Partie 1 — Honoraires du procureur
  • 1 Demande d’autorisation d’appel :

    • a) rédaction d’une demande d’autorisation d’appel ou d’une demande d’autorisation d’appel incident, ou d’une réponse à l’une de celles-ci :

      • (i) sur dossier présenté par écrit 800 $

      • (ii) lorsqu’une audience est tenue 1 000 $

    • b) si aucune réponse n’est déposée, étude d’une demande d’autorisation d’appel ou d’une demande d’autorisation d’appel incident, à la discrétion du registraire, jusqu’à 300 $

    • c) rédaction du premier exemplaire de la demande d’autorisation d’appel, de la demande d’autorisation d’appel incident, de la réponse ou de la réplique, la page 1,35 $

  • 2 Requête :

    • a) rédaction d’une requête ou d’une réponse à une requête :

      • (i) sur dossier présenté par écrit 300 $

      • (ii) lorsqu’une audience est tenue 800 $

    • b) si aucune réponse n’est déposée, étude d’une requête, à la discrétion du registraire, jusqu’à 200 $

    • c) rédaction du premier exemplaire de la requête, de la réponse ou de la réplique, la page 1,35 $

  • 3 Appel :

    • a) avis d’appel 75 $

    • b) rédaction du mémoire 650 $

    • c) rédaction du premier exemplaire du mémoire, du dossier, du recueil de sources et du recueil condensé, la page 1,35 $

    • c.1) préparation de la version électronique du mémoire, du dossier ou du recueil de sources, la page 0,30 $

    • d) audition de l’appel, préparation et comparution à l’audience :

      • (i) du procureur principal 2 100 $

      • (ii) d’un procureur adjoint 700 $

    • e) désistement ou péremption d’un appel 500 $

  • 4 Divers :

    • a) honoraires du correspondant dûment inscrit :

      • (i) sur la demande d’autorisation d’appel 200 $

      • (ii) sur l’appel 500 $

    • b) contre-interrogatoire d’un déposant en vertu de la règle 90, à la discrétion du registraire, jusqu’à 150 $

Les honoraires peuvent faire l’objet d’une majoration ou réduction, dans des circonstances exceptionnelles, à la discrétion du registraire.

Partie 2 — Débours

À la discrétion du registraire, les débours ci-après sont taxés :

  • 1 Droits versés au registraire au titre de l’annexe A.

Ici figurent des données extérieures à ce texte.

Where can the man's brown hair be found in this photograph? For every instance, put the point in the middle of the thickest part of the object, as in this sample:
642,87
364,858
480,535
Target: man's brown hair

  • 2 Somme raisonnable pour la reproduction de documents qui doivent être déposés à la Cour, selon le reçu détaillé du fournisseur de services. Ces débours ne doivent pas inclure les honoraires du procureur pour la préparation de la version imprimée ou électronique de tout document visé à la partie 1. Les documents reproduits à l’interne ou qui ne font pas l’objet d’un reçu détaillé seront taxés à 0,25 $ la page.

  • 3 Sous réserve de l’article 4, sommes raisonnables engagées pour la comparution dans le cadre d’une instance devant la Cour d’au plus deux procureurs, y compris leurs frais de déplacement, d’hébergement (maximum de deux nuitées pour une journée d’audience et une nuitée additionnelle pour chaque journée d’audience additionnelle), de repas et leurs frais accessoires (par exemple, stationnements, taxis et appels téléphoniques). Ces dépenses doivent être attestées par des pièces justificatives.

  • 4 Les sommes engagées pour l’utilisation d’un véhicule particulier au cours d’un déplacement pour comparution devant la Cour. Ces sommes sont calculées selon les taux par kilomètre fixés à l’appendice B de la Directive sur les voyages du Conseil national mixte; les reçus ne sont pas exigés pour ces dépenses.

  • 5 Détail de tous les autres débours raisonnables, à l’exception des débours engagés pour la recherche juridique sur support informatique; les reçus étant exigés pour les débours de plus de 50 $.

  • 6 Les taxes sur les services, les taxes de vente et les taxes d’utilisation ou de consommation payées ou à payer sur les débours prévus aux articles 2, 3 et 5, sauf si ces taxes ont fait l’objet d’un remboursement ou sont remboursables.

  • DORS/2006-203, art. 50;
  • DORS/2011-74, art. 63;
  • DORS/2013-175, art. 48 à 50;
  • DORS/2016-271, art. 50 et 51.

DISPOSITIONS CONNEXES

  • — DORS/2006-203, art. 51

    • 51 Les Règles de la Cour suprême du Canada, dans leur version antérieure à l’entrée en vigueur des présentes règles, continuent de s’appliquer à toutes les instances pour lesquelles l’avis d’appel a été déposé avant la date de cette entrée en vigueur.